High above dear Maple Street
There looms a cold iron curtain of fear
That dares to drop and let all the monsters
Unleash their dreaded promise of chaos
As in Europe despots gift a new World War
Trembling parlors hug the radio
Hallows Eve: the radio
Begins to sing throughout dear Maple Street
The Seventh Trumpet declares all out war
And that heavy iron curtain of fear
Eclipses the sun and invites chaos
In vacant hearts of men into monsters
Halloween Night: the monsters
Now dance to the tune of the radio
Raiding the stores, jumping bridges, chaos
Entombing the stretch of this blood strewn street
Parlors gorging on endless waves of fear
Riding hysteria, imminent war
O great catalyst of war
Twisting the minds of men into monsters
Diving your hands in that great pit of fear
Now throbbing with screams from the radio
No fences nor faces can save Maple Street
Now plunged in the throes of sweet sultry Chaos
And we call it Chaos
This boiling of minds all stewing with war
Once masked with humanity on this street
Now reveals good neighbors make great monsters
Skies of martians (n)or men, the radio
Hissing, twists the knobs and tunes in to fear
And when that curtain of fear
Draws, and shadeless light casts on the chaos
And the broadcast fades on the radio
And mere fiction rescinds the throne of war
What will we make of all of these monsters
Scattered about in a daze through the street
Where there are minds of fear and war,
Chaos reigns and calls to the sleeping monsters;
Tune in to Welles’s radio on Sterling’s street.

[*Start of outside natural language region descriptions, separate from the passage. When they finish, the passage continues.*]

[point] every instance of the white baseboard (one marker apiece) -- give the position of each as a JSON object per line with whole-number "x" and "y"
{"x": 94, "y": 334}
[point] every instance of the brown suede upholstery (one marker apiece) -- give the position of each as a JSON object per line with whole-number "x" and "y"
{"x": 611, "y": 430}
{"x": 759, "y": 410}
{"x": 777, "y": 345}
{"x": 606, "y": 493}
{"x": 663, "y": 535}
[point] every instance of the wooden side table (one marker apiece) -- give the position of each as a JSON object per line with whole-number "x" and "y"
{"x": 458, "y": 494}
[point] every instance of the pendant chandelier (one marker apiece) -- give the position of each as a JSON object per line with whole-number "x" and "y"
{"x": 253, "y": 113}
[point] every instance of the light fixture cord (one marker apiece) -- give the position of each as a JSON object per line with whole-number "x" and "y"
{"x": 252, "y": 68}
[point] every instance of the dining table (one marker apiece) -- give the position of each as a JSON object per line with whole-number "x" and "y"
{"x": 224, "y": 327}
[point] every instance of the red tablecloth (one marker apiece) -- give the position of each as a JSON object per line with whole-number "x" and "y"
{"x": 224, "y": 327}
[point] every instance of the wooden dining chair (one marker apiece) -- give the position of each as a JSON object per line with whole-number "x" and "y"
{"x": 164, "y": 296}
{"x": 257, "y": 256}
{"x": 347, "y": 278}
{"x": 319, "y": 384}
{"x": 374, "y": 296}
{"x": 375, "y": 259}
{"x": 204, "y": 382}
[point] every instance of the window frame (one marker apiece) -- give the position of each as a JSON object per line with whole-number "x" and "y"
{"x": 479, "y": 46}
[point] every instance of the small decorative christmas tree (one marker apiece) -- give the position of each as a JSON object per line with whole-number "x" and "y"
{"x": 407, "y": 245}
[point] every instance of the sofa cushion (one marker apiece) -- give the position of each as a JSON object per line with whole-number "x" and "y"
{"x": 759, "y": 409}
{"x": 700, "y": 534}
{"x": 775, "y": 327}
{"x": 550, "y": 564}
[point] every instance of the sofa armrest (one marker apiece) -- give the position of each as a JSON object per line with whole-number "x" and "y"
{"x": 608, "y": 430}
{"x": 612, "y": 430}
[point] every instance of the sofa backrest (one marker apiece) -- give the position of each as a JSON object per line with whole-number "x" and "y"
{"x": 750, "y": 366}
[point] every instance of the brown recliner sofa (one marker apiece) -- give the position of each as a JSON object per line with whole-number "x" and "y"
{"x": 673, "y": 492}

All Hallow's Eve, 80 years ago today, Orson Welles gave his "War of the Worlds" radio broadcast to an America terrified of war, enveloped in fear. I tied it into one of my favorite episodes of the Twilight Zone by the same name, where a neighborhood becomes engrossed in fear, resorting to an animal-like defense that eventually tears apart their humanity.